The Economics of Space
Territory defense is fundamentally an economic problem. An animal holding a territory gains exclusive access to the resources within it — food, mates, shelter — but pays costs to maintain those boundaries. The economic defense hypothesis predicts that territoriality evolves only when the benefit-cost ratio is favorable, explaining why some species are fiercely territorial while close relatives are not.

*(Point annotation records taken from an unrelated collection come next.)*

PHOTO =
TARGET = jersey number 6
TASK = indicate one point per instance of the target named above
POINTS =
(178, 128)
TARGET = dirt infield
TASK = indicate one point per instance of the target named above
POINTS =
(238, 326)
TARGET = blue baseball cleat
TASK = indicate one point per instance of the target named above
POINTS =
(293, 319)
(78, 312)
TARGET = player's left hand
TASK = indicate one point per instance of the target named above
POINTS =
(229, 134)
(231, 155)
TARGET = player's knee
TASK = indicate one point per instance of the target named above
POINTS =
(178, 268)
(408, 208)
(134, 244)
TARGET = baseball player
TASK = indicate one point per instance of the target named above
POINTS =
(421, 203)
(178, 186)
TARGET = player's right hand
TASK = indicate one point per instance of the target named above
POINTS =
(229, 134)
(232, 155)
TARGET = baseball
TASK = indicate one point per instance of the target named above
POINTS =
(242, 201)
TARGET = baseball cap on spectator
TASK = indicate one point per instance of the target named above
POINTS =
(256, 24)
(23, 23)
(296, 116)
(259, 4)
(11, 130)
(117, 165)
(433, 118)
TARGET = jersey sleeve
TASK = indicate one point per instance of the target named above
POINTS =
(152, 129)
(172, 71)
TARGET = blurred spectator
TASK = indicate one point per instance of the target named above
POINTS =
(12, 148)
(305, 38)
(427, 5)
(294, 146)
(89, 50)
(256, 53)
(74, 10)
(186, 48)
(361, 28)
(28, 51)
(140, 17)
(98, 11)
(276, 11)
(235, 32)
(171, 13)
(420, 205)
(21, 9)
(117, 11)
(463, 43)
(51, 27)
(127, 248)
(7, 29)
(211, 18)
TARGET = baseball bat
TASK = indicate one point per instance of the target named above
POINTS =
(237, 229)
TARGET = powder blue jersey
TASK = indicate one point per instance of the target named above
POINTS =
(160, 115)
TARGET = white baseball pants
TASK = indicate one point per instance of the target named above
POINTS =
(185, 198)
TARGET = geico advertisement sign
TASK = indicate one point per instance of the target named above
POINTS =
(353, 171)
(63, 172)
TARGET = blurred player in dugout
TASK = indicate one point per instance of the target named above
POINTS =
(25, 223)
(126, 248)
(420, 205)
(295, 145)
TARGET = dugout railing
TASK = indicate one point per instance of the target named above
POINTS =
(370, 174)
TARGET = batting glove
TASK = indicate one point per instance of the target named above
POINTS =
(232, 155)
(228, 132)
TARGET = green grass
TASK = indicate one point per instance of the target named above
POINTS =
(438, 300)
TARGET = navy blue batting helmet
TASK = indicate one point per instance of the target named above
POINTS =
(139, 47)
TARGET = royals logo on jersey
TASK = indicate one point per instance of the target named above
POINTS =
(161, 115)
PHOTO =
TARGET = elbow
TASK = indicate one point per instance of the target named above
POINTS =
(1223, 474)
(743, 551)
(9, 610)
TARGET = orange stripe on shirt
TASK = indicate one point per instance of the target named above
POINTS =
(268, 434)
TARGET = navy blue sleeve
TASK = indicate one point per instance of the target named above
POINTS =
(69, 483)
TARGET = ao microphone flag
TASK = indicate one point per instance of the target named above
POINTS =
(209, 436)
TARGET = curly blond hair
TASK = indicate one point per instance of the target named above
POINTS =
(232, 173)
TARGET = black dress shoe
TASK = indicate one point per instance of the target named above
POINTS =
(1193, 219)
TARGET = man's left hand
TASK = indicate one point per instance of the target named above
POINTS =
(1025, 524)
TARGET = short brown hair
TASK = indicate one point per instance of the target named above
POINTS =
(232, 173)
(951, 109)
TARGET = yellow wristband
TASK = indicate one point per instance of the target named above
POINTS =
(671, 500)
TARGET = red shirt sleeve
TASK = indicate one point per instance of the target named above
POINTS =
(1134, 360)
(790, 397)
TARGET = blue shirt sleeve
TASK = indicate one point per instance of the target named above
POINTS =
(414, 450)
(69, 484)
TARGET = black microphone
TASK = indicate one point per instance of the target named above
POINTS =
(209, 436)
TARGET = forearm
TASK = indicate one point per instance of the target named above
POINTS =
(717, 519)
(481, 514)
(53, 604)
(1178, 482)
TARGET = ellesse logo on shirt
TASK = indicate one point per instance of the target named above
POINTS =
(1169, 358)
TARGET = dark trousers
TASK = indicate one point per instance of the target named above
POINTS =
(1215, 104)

Area vs. Perimeter: The Scaling Problem
The geometry of territory defense creates an inherent trade-off. Resources scale with territory area (A), but defense costs scale with perimeter (proportional to the square root of A for roughly circular territories). This means doubling a territory's area doubles the resources but increases patrol costs by only 41%. However, larger territories also mean longer chases to repel intruders, adding a cost that scales more steeply with size.
Optimal Territory Size
The optimal territory size maximizes net benefit — resources minus defense costs. At the optimum, the marginal benefit of expanding (additional resources from extra area) exactly equals the marginal cost (additional perimeter to patrol and intruders to chase). Territories smaller than optimal leave resources unexploited; territories larger than optimal waste energy on defense.
Flexible Territoriality
Real animals are not locked into fixed territorial behavior. Many species show conditional territoriality — defending space when it pays and abandoning defense when it does not. Hummingbirds defend flower patches only when nectar production is at intermediate levels. Sunbirds switch between territorial and non-territorial strategies seasonally. This behavioral flexibility demonstrates that animals continuously evaluate the economics of defense.